The influence of marker number and sequencing depth on the ability to identify mismatch repair deficient tumours

1. Abstract Analysis of somatic mutation patterns is widely used to infer exposure to exogenous and endogenous mutagenic influences. This raises the question of the amount of sequence data required to detect factors of interest. A common use of mutation pattern analysis is the identification of increased microsatellite instability to uncover mismatch repair (MMR) defects in tumours and normal tissues. Here we explore the effects of sequencing depth and the number of loci analysed on the ability to detect MMR deficiency using artificial neural networks and publicly available amplicon sequencing data from colorectal tumours on 24 short quasi monomorphic microsatellites (up to 12 bp in length, PMID 31471937) split in a training (99 samples) and a test set (95 samples). We show that, at a sequencing depth of 200, pairs mononucleotide repeats can achieve discrimination between MMR proficient and deficient colorectal tumours similar to that obtained with the full 24 marker panel, with accuracies above 97% and ROC AUCs in excess of 99% in the test set.

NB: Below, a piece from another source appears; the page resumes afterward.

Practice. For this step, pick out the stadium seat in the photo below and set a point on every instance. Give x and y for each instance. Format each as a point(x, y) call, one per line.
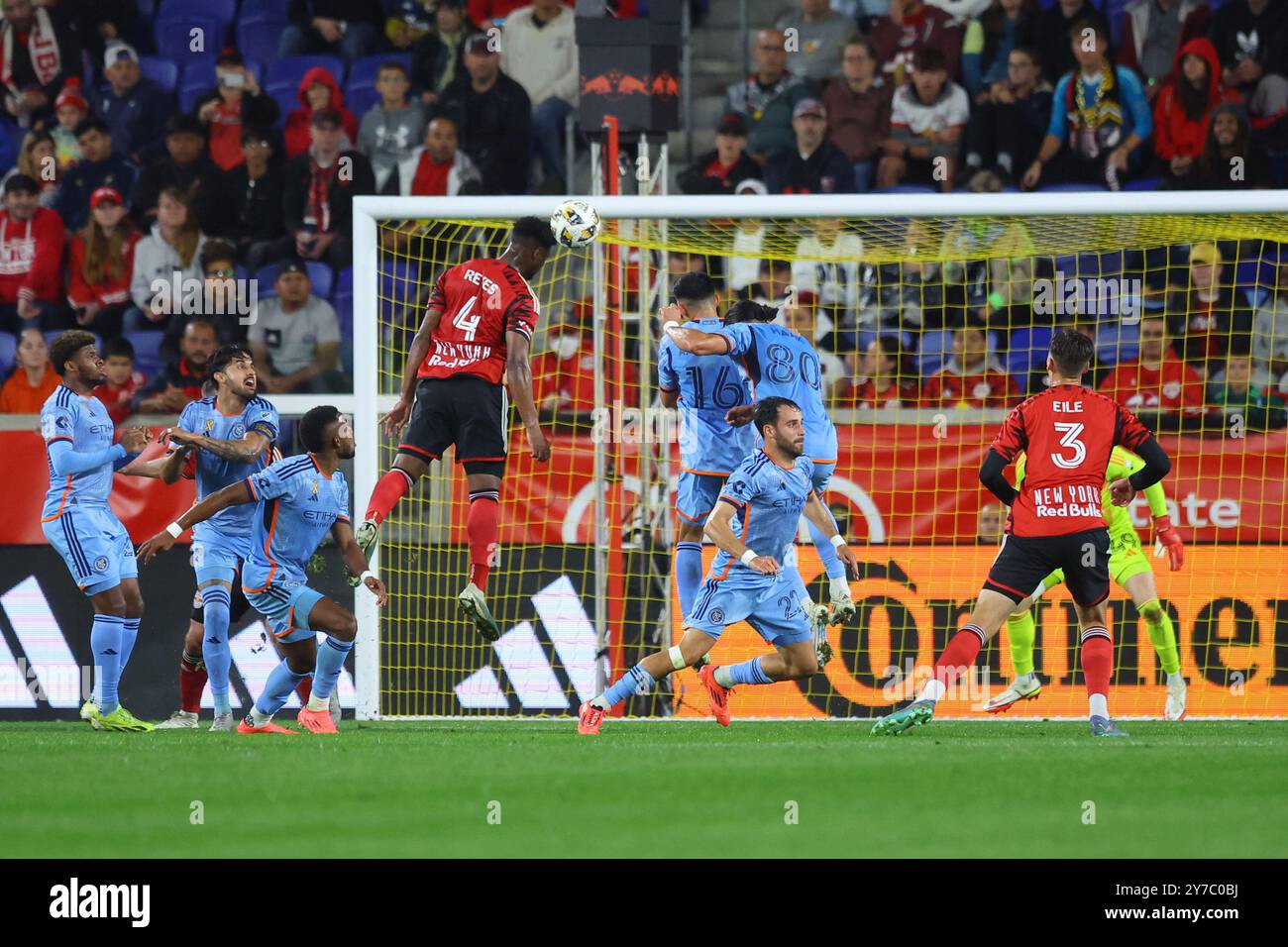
point(286, 73)
point(162, 72)
point(147, 352)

Our results indicate that for short monomorphic microsatellites considering the length distribution of the different alleles at each locus, representing these distributions as two-dimensional structures and including convolutional layers in the network can facilitate discrimination between MMR deficient and proficient tumour material. They also indicate that, despite the limitations imposed by amplification, sequencing accuracy and the limited divergence time between the sequences from one locus, high depth sequencing can be used to identify MMR deficiency from a limited number of loci. However, they also suggest that, for a fixed total number of reads per sample, increasing sensitivity by increasing the number of targets is more efficient than by increasing per target sequencing depth. These results are of interest for screening large numbers of samples and for assessing the impact MMR deficiency in different areas of the genome.